Aspose PDF - Extract table data from specific region in a PDF

siddharthsharma819 · May 1, 2018, 9:19am

Hi,

Is it possible to extract table data from a specific area in pdf document to access it row wise.If yes, kindly share some example code. Attached is example file. I need to extract data from table under point 17. Only the grid needs to be extracted.
demo.pdf (99.6 KB)

Farhan.Raza · May 1, 2018, 6:17pm

@siddharthsharma819

Thank you for contacting support.

We would like to share with you that text can be extracted from any table on a PDF page, by using below code snippet. However, required text is not being extracted from your document. Therefore, an investigation ticket with ID PDFNET-44612 has been logged in our issue management system for further investigation. The ticket ID has been linked with this thread so that you will receive notification as soon as the ticket is resolved.
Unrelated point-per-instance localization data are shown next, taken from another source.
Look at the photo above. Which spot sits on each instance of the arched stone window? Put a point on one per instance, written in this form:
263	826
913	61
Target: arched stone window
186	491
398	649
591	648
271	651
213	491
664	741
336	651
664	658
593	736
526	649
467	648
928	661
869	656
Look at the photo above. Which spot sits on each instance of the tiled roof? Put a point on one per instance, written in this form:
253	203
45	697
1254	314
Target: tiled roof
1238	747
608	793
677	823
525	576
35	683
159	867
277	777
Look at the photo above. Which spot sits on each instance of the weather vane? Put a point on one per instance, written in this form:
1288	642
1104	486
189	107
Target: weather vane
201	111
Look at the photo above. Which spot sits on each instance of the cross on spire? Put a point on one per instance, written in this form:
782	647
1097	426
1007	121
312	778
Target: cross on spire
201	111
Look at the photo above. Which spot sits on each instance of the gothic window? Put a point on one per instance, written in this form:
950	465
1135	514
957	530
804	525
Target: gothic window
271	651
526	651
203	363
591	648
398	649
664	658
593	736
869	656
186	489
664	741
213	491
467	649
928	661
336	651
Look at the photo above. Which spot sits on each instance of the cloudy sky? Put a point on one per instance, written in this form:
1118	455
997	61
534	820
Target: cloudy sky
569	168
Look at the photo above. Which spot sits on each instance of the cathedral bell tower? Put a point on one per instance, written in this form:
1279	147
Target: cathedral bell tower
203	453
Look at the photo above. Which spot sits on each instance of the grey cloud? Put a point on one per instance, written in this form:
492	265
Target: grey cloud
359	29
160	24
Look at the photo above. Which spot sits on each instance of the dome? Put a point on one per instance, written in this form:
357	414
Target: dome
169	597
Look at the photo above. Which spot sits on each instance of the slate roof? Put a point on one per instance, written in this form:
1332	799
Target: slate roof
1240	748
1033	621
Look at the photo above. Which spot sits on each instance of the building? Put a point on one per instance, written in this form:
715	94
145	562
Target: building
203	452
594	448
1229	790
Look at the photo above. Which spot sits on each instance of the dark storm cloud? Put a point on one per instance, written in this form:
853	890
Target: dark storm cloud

    Document pdfDocument = new Document(dataDir + "demo_table.pdf");

    TableAbsorber absorber = new TableAbsorber();

    absorber.Visit(pdfDocument.Pages[1]);

    // Extract Data From Each Table
    foreach (AbsorbedTable table in absorber.TableList)
    {
        foreach (AbsorbedRow row in table.RowList)
        {
            foreach (AbsorbedCell cell in row.CellList)
            {
                foreach (TextFragment fragment in cell.TextFragments)
                {
                    Console.WriteLine(fragment.Text);
                }
            }
        }
    }

We are sorry for the inconvenience.